Russia still may be able to make small gains on a local level, Soller said. He mentioned continued Russian efforts to seize the city of Bakhmut in Donetsk, which he said ultimately wouldn't serve a major purpose for Putin at this stage of the war. Soller predicted there will be some Russian reinforcements to the south of the Siverskyi Donets River to protect that area, as well as near the cities of Severodonetsk and Lysychansk and perhaps further north in the Donbas.

On the other hand, retired Major General Paul Eaton believes that the best thing Putin can do now in terms of strategy would be to understand that the war for Russia "is over," and frame his declared annexation of four Ukrainian regions as a "marvelous victory" and then move on.

"Because he has lost this," Eaton told Newsweek in reference to the war. "He's lost it in the court of public opinion. He has lost it in the eyes of the Ukrainians at all levels, and he's lost it in the eyes of NATO, which is something that he really needs to fear."

Eaton said that Putin has demonstrated two very significant problems in the conflict: He failed to understand the nature of his enemy by underestimating Ukrainians and also overestimating his own military capabilities. Despite outside perceptions that Russia's army, or the Russian-led Soviet army at the time, had evolved since the Cold War, this is not the case, Eaton said.

Additionally, Russia "grossly underestimated the logistics requirements to support this fight" and its military failed to adequately arm, train, equip, feed and resupply Russian troops, he added.

"That is not done in warfare....You do not fail to provide ammunition to your soldiers. You do not fail to give them food and water. That's simply an absolute sin on anybody's battlefield, but especially a modern battlefield," Eaton said.

Latvian-based Insider predicted in late August that Russia would run out of weaponry by the end of the year, while a video circulated on social media last week that purportedly showed a Russian military official telling conscripts they would need to supply their own sleeping bags, first-aid kits and other basic supplies.

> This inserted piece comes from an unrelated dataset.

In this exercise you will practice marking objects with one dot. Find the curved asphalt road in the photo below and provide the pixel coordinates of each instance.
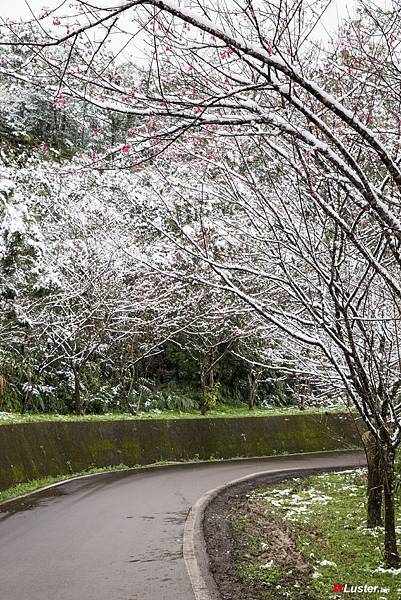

When asked if Putin would cut his losses and recognize defeat in what he assessed to be the smartest strategy, Eaton said that the common thread about the Russian president is that "he's unpredictable, that his back is against the wall."

Eaton noted that Russia has a doctrine for nuclear weapon use in situations cast as an existential threat to the country. Notably, Putin threatened in an address last month that he could respond to what he alleged was "nuclear blackmail" from the West with his nation's weapons.

"We don't know what he's going to do. The fact that he has annexed these four oblasts and that the Ukrainians are moving to recover territory that is Ukrainian, will he say you are attacking Mother Russia and therefore we're going to use a nuclear weapon? That's the concern," Eaton said.